When does the following type of matrix have full row and column rank?
For each entry, we take the value $v$=row*column. Then for the $b$th bit of $v$, $v_b$ we take the $b$th prime to the $v_b$ power.
EXAMPLES
Say row = 5 and column = 7. This is 5*7=35, which, in binary, is $100011_2$ So we take $$\cdot 13^1 \cdot 11^0 \cdot 7^0 \cdot 5^0 \cdot 3^1 \cdot 2^1$$ $$=2 \cdot 3 \cdot 13$$ $$=78$$ ...So the entry for the 5th row and 7th column would be 78.
Say row = 4 and column = 2. This is 4*2=8, which, in binary, is $001000_2$ So we take $$\cdot 13^0 \cdot 11^0 \cdot 7^1 \cdot 5^0 \cdot 3^0 \cdot 2^0$$ $$=7$$ ...So the entry for the 4th row and 2nd column would be 7.
THE GENERAL MATRIX
$$ \begin{matrix} 2^0 3^0 5^0 & 2^0 3^0 5^0 & 2^0 3^0 5^0 & 2^0 3^0 5^0 & 2^0 3^0 5^0 & \dots\\ 2^0 3^0 5^0 & 2^1 3^0 5^0 & 2^0 3^1 5^0 & 2^1 3^1 5^0 & 2^0 3^0 5^1 & \dots\\ 2^0 3^0 5^0 & 2^0 3^1 5^0 & 2^0 3^0 5^1 & 2^0 3^1 5^1 & 2^0 3^0 5^0 7^1 & \dots\\ 2^0 3^0 5^0 & 2^1 3^1 5^0 & 2^1 3^1 5^0 & 2^1 3^0 5^0 7^1 & 2^0 3^0 5^1 7^1 & \dots\\ \vdots & \vdots & \vdots & \vdots & \vdots & \ddots\\ \\ \end{matrix} $$
We can assume that the matrix is an $N \times N$ matrix.
SOME OBSERVATIONS
Just a general observation: The only counterexample for $N \times N$ matrices with $N$ ranging from 2 to 20 is $N=3$. All other matrices have full rank.

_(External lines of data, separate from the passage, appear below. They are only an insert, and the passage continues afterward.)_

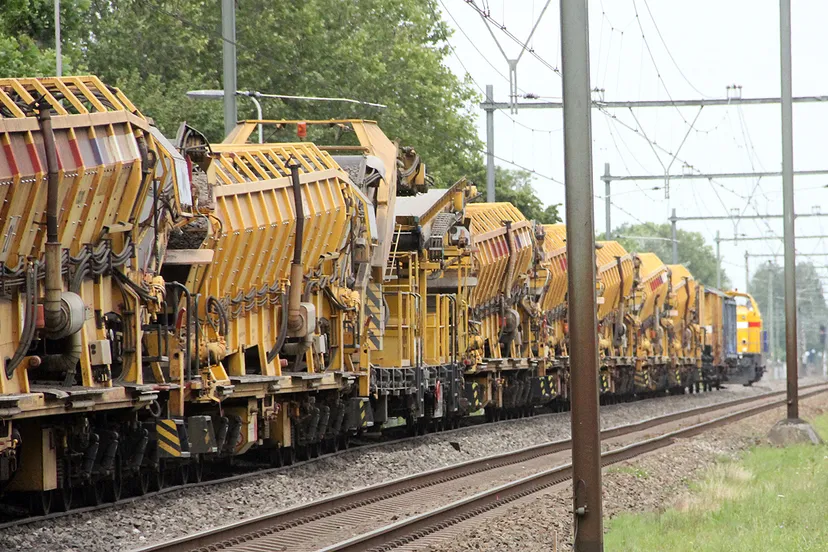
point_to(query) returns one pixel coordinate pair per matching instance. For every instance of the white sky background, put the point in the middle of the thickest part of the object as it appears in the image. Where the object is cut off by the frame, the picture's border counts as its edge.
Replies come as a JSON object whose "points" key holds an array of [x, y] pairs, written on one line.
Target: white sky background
{"points": [[714, 44]]}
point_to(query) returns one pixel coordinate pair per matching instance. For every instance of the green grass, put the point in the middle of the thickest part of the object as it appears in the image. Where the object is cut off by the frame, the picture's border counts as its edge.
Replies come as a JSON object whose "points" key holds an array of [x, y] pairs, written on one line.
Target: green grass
{"points": [[770, 500], [638, 473]]}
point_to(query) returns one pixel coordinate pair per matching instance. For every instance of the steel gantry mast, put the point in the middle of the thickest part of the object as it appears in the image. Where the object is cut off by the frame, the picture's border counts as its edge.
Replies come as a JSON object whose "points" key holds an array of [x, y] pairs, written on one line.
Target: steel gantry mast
{"points": [[580, 245]]}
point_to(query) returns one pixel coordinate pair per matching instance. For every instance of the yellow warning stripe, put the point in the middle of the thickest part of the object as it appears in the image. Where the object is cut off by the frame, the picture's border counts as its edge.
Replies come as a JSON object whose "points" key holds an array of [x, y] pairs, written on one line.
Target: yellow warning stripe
{"points": [[164, 433], [168, 449]]}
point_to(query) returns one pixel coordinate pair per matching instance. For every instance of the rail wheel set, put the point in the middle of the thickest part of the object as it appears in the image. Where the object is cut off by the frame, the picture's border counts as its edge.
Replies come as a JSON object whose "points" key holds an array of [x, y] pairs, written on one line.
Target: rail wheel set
{"points": [[167, 305]]}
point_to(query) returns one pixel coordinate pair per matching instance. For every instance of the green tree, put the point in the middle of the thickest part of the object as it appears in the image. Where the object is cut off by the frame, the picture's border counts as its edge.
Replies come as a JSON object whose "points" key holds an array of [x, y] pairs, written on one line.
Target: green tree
{"points": [[384, 51], [811, 307], [693, 252], [515, 187], [27, 37]]}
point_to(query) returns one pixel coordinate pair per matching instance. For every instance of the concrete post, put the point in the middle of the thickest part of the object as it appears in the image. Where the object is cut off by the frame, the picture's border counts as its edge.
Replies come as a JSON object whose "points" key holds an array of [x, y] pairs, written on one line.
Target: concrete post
{"points": [[580, 245], [490, 193], [607, 202]]}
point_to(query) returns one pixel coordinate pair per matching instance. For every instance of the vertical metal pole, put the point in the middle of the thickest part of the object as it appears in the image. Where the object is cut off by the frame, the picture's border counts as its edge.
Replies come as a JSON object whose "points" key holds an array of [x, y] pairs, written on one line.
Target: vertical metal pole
{"points": [[675, 239], [490, 195], [606, 178], [747, 272], [58, 49], [770, 311], [788, 208], [580, 246], [718, 261], [228, 35], [252, 96]]}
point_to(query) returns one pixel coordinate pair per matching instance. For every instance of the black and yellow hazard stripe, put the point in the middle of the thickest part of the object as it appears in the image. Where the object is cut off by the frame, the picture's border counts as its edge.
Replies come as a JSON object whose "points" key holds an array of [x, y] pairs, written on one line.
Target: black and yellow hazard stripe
{"points": [[474, 394], [169, 443], [373, 311]]}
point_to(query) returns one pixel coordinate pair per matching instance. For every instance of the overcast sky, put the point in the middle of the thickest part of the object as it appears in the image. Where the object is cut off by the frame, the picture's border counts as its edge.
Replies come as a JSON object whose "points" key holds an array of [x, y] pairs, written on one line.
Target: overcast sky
{"points": [[713, 44]]}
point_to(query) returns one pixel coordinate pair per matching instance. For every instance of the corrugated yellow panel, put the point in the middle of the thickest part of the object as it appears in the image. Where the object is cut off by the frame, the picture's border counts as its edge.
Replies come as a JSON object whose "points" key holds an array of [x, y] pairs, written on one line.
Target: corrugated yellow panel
{"points": [[98, 162], [501, 258], [609, 276], [554, 247], [254, 202], [684, 288], [654, 279]]}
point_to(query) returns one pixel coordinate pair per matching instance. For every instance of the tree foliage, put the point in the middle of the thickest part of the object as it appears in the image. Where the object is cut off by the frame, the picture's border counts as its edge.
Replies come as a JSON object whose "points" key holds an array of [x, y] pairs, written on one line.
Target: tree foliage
{"points": [[383, 51], [811, 307], [693, 252], [27, 37]]}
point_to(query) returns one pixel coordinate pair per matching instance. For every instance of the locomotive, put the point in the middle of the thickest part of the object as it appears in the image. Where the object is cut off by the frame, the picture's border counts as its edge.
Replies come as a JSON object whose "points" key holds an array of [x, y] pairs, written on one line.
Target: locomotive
{"points": [[166, 305]]}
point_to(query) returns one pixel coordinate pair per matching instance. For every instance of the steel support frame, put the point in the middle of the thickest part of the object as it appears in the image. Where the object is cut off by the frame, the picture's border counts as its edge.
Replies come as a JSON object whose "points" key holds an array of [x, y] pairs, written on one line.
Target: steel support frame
{"points": [[791, 358]]}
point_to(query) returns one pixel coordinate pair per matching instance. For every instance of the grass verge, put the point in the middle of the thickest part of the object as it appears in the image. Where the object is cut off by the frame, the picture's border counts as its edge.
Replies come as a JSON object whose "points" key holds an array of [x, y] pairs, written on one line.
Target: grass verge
{"points": [[772, 499]]}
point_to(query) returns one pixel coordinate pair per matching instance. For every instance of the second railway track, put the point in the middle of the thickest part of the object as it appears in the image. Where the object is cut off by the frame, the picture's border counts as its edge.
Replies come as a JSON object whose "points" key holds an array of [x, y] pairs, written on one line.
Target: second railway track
{"points": [[428, 503]]}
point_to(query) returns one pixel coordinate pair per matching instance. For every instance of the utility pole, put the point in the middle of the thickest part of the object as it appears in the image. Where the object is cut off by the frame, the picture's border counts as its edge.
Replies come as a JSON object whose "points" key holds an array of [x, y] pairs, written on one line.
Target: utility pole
{"points": [[770, 310], [228, 36], [747, 272], [58, 53], [490, 194], [788, 208], [718, 262], [607, 202], [580, 245], [675, 241]]}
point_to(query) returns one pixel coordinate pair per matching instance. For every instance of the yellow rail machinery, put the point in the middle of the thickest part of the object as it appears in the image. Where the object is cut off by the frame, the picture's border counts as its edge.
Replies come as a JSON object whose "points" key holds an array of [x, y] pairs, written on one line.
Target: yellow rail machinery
{"points": [[430, 262], [645, 323], [283, 233], [550, 328], [751, 340], [719, 354], [88, 189], [501, 305], [615, 284], [390, 287], [684, 334]]}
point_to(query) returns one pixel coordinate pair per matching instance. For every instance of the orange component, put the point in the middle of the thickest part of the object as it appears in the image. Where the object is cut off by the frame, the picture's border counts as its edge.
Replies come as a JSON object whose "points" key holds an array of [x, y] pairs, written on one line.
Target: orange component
{"points": [[40, 320]]}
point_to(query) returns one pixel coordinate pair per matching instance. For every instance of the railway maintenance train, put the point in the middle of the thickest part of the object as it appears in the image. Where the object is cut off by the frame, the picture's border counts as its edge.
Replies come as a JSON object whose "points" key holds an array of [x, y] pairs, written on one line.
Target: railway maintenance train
{"points": [[165, 306]]}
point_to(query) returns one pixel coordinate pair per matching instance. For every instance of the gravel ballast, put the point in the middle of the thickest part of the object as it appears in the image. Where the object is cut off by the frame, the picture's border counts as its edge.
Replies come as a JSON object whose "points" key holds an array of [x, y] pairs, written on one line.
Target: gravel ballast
{"points": [[652, 482], [174, 514]]}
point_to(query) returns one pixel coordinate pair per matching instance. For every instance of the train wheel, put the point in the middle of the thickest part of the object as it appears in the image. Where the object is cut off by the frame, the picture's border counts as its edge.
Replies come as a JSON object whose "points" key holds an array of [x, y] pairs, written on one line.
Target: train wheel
{"points": [[114, 485], [40, 502], [94, 493], [62, 498], [158, 478], [197, 470], [181, 474], [288, 455]]}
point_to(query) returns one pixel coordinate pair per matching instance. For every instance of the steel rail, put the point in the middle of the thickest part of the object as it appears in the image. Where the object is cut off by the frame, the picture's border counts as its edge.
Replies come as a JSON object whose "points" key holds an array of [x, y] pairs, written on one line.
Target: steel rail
{"points": [[253, 472], [416, 527], [275, 522]]}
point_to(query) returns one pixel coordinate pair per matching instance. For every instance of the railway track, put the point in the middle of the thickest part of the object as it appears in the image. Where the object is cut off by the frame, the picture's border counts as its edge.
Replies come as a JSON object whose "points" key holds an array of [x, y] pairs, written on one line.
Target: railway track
{"points": [[430, 506]]}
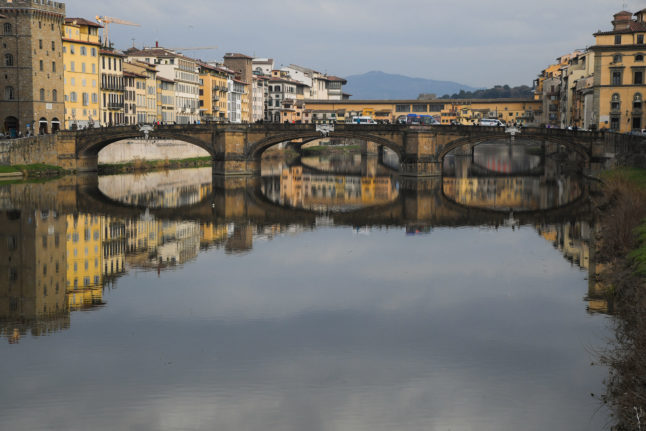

Easy counterexample, take $N = 3$ and you will see that it is not full ranked:
$\left( \begin{array}{ccc} 2^03^05^0=1 & 2^03^05^0=1 & 2^03^05^0=1 \\ 2^03^05^0=1 & 2^13^05^0=2 & 2^03^15^0=3 \\ 2^03^05^0=1 & 2^03^15^0=3 & 2^03^05^1=5 \end{array} \right)$, this matrix is not full rank, so your question's answer would be no, it is not always full rank.